2. Hello, buttonbear!

You have the right idea . . . just carry it through.

$\int \sqrt{1-4x^2}\,dx$

Let: . $2x = \sin\theta \quad\Rightarrow\quad x = \tfrac{1}{2}\sin\theta \quad\Rightarrow\quad dx = \tfrac{1}{2}\cos\theta\,d\theta$

Substitute: . $\int(\cos\theta)\left(\tfrac{1}{2}\cos\theta\,d\th eta\right) \;=\;\tfrac{1}{2}\int\cos^2\!\theta\,d\theta \;=\;\tfrac{1}{2}\int\frac{1+\cos2\theta}{2}\,d\th eta \;=\;\tfrac{1}{4}\int(1 + \cos2\theta)\,d\theta$

And we have: . $\tfrac{1}{4}\left(\theta + \tfrac{1}{2}\sin2\theta\right) + C \;=\;\tfrac{1}{4}\left(\theta + \tfrac{1}{2}[2\sin\theta\cos\theta]\right) + C$

. . . . . . . . . $= \;\tfrac{1}{4}(\theta + \sin\theta\cos\theta) + C$

Back-substitute: . $\sin\theta \:=\:\frac{2x}{1} \:=\:\frac{opp}{hyp}$

. . Then: . $adj \,=\,\sqrt{1-4x^2} \quad\Rightarrow\quad \cos\theta \:=\:\sqrt{1-4x^2}$

Theefore: . $\frac{1}{4}\left(\arcsin2x + 2x\sqrt{1-4x^2}\right) + C$

3. thanks so much for your help..would you mind just explaining where that first cos comes from? in the integral?
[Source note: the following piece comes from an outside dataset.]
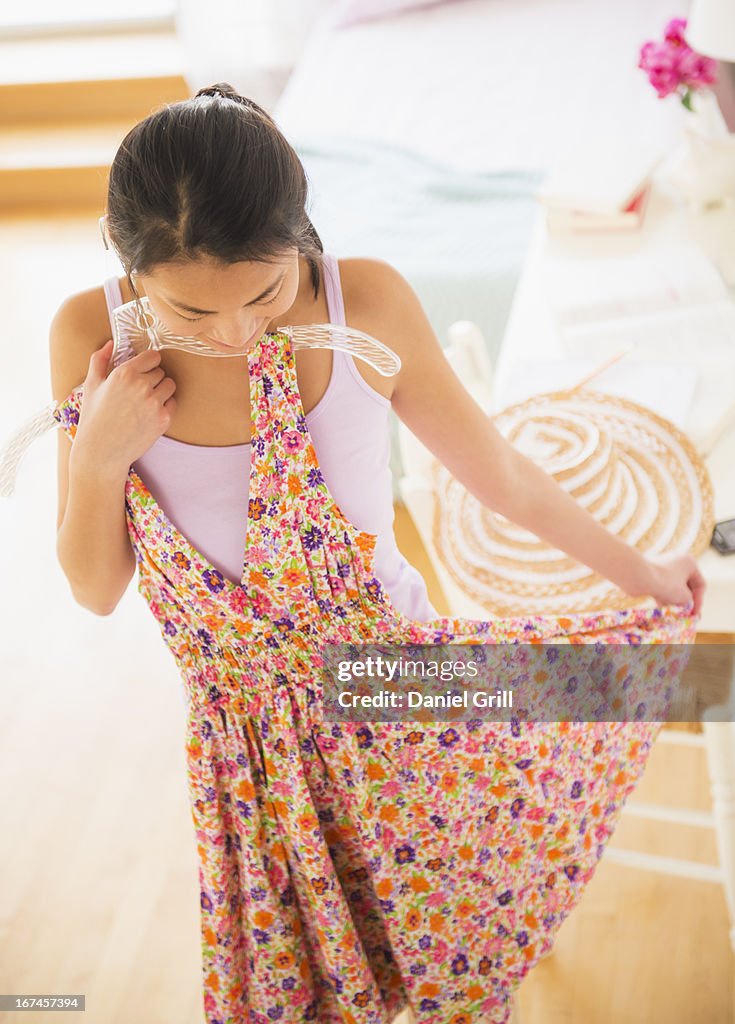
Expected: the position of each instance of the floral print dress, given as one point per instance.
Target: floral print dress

4. Originally Posted by buttonbear
thanks so much for your help..would you mind just explaining where that first cos comes from? in the integral?
When substituting $x=a\sin\theta,$ the radical $\sqrt{a^2-x^2}$ becomes $a\cos\theta.$ Here is why:

$\sqrt{a^2-x^2}$

$=\sqrt{a^2-(a\sin\theta)^2}$

$=\sqrt{a^2-a^2\sin^2\theta}$

$=\sqrt{a^2(1-\sin^2\theta)}$

$=\sqrt{a^2\cos^2\theta}$

$=a\cos\theta$ (assuming $a\geq0$ and a suitable restriction on $\theta$)